Seven critical questions you should ask before starting an RIAArticle added by David Millar on September 4, 2009

David Millar

Joined: August 21, 2010

My Company

Many insurance agents and financial planners get to a point in their careers where they need a new challenge. Because of their numerous years of experience in the financial services industry, they believe they want to and can actively manage their clients' money. When they call me to assist with creating their registered investment advisor, I make sure they can answer these seven critical questions, because the answers will make or break their new business.

1. Do I want to be a business owner and am I driven to build a business?

Perhaps this is the most fundamental question that needs to be answered, because it takes a lot of work to run a successful business, let alone an RIA. However, most individuals that are faced with this decision have already run a successful business, such as an insurance agency or branch office of a broker/dealer. This experience will be valuable as they set up their new firm.

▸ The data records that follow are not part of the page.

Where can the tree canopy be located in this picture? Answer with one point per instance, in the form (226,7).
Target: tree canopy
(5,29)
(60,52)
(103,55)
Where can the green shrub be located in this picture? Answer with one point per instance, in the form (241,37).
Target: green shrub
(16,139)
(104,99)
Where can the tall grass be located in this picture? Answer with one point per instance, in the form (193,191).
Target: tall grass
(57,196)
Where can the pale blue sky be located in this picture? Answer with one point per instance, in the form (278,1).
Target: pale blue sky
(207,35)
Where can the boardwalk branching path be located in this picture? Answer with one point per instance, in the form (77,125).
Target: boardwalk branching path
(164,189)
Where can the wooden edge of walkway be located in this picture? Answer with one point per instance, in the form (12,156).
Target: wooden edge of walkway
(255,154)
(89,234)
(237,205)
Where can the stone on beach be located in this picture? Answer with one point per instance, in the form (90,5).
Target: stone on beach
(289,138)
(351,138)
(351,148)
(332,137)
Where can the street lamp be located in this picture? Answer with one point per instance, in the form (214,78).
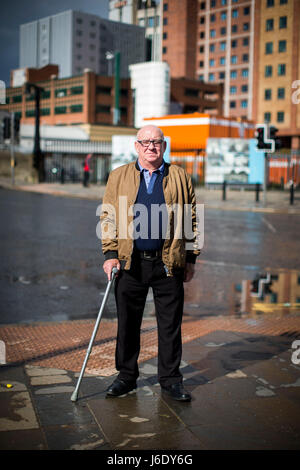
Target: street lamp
(38,157)
(116,110)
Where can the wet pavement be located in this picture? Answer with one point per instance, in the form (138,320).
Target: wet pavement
(241,351)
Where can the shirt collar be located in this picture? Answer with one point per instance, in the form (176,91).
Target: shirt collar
(161,168)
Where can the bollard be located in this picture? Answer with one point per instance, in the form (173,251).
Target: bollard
(292,193)
(257,188)
(224,191)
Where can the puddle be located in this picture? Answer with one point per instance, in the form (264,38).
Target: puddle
(269,292)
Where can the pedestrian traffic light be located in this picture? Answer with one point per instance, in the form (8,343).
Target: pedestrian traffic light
(260,135)
(6,127)
(273,136)
(17,125)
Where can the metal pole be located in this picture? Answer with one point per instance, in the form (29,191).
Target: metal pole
(116,116)
(265,178)
(12,147)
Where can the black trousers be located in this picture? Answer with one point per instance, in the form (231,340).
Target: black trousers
(131,290)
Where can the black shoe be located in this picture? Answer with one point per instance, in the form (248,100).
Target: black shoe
(120,387)
(177,392)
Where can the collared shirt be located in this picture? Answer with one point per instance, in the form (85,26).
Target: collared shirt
(150,180)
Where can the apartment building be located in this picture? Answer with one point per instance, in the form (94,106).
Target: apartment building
(75,40)
(144,13)
(277,68)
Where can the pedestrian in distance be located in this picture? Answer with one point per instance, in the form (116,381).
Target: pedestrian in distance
(142,223)
(86,170)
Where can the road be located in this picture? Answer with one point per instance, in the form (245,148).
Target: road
(51,260)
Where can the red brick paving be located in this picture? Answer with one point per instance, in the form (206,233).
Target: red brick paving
(64,345)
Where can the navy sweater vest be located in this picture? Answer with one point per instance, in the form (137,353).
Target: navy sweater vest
(150,227)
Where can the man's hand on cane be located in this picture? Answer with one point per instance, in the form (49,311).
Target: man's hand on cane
(109,264)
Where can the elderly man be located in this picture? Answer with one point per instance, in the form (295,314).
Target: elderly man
(151,256)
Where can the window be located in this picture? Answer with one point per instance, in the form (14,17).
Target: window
(268,71)
(269,24)
(76,108)
(100,108)
(268,94)
(281,69)
(191,92)
(282,46)
(59,93)
(283,22)
(76,90)
(269,48)
(60,110)
(280,116)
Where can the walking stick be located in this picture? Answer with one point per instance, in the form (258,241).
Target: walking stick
(75,393)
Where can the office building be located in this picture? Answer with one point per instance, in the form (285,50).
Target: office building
(75,40)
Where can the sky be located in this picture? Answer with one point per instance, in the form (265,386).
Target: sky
(13,13)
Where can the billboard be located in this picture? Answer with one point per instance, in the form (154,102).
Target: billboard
(233,161)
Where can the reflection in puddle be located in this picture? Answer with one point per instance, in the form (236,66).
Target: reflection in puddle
(276,292)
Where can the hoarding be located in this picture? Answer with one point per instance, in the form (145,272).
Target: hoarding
(233,161)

2. How much money under management do I anticipate having within the first year?

This question should be asked early in the decision process, because if there isn't a large enough book of business to manage, there's no point in setting up an RIA. More importantly, it will help answer the next question.

3. Will my book of business generate enough fees to pay for the added expenses?

The prospective owner must sit down with pen and paper and make a list of expected expenses. At a minimum, the list should include RIA-specific expenses such as errors and omissions insurance coverage, billing software, compliance system creation, performance reporting software (if desired), disaster recovery system and record keeping systems. The list should also include traditional business expenses such as rent, telephone and computers, to name a few. At the end of the first year, the generated fees and expenses should break even or come close to that point. If they do not reach the break-even point after 12 months, there are not enough assets to make the move profitable, and the prospective owner should concentrate on securing more clients before starting an RIA.

4. Do I want to and do I know how to manage money?

Most people in the financial services industry have some money management skills, otherwise they would not be in this business. However, actively managing money can be a very time-consuming and stressful task. Money managers need to constantly monitor and adjust their portfolios to the regular fluctuations of the markets. While some individuals may thrive on these duties, others may not want the burden. With the constant monitoring, it can be difficult to continue gathering the new assets required to keep the new business growing. Still, those who do not want to actively manage money but still want their own RIA have the option of outsourcing the money management. The prospective RIA owner should take time to reflect on what level of involvement they wish to have in this aspect of the business before opening the firm.

5. What services do I want to provide my clients, and how are those best delivered?

Typically, one reason a new RIA owner starts his firm is to fill a perceived gap in his service, such as the ability to charge a planning fee or charge a fee for assets under management. It is important to identify what new client services will be provided, how to best deliver those services, and whether they can be delivered at a reasonable price to the client. This is usually done through a custodian and a good custodian, can make or break a start up RIA.

With the recent growth of RIAs, many custodians have designed new platforms with powerful trading software and back office support systems. But, a poor custodial can strain startups through poor pricing structures, weak back office support, or labor intensive trading platforms. Proper due diligence should be conducted on various custodians and the services they provide to make sure they benefit the new firm and its clients.

6. Do I want to be in charge of my own compliance responsibilities?

This is a critical question that must be affirmatively answered by anyone wanting to open a RIA. An RIA owner must be willing to put time, money and resources into their compliance department as the business grows. Opening an RIA guarantees that a regulator will walk through the front door to examine the firm within the first one to three years. Thus, proper set up and administration of a compliance department is critical to the long-term success of the business.

7. How comfortable am I disclosing all of my conflicts of interest?

A registered investment advisor has a fiduciary duty to its clients. All boiled down, this means the RIA must put the clients' interests ahead of its own, and disclose all conflicts of interest. For some, this is not easy. For all, it is not only necessary, it is required. When conflicts are properly disclosed, they can eliminate potential client and regulatory headaches.

The formation of a registered investment advisor is the most important time of its existence. Mistakes are often made because of poor planning and decision making. To avoid these mistakes, the owners must ask and answer several important questions that hold the keys to the long-term success of the new firm. If a prospective owner can answer these seven critical questions and feel good about the answers, it might be time to look into opening a registered investment advisor.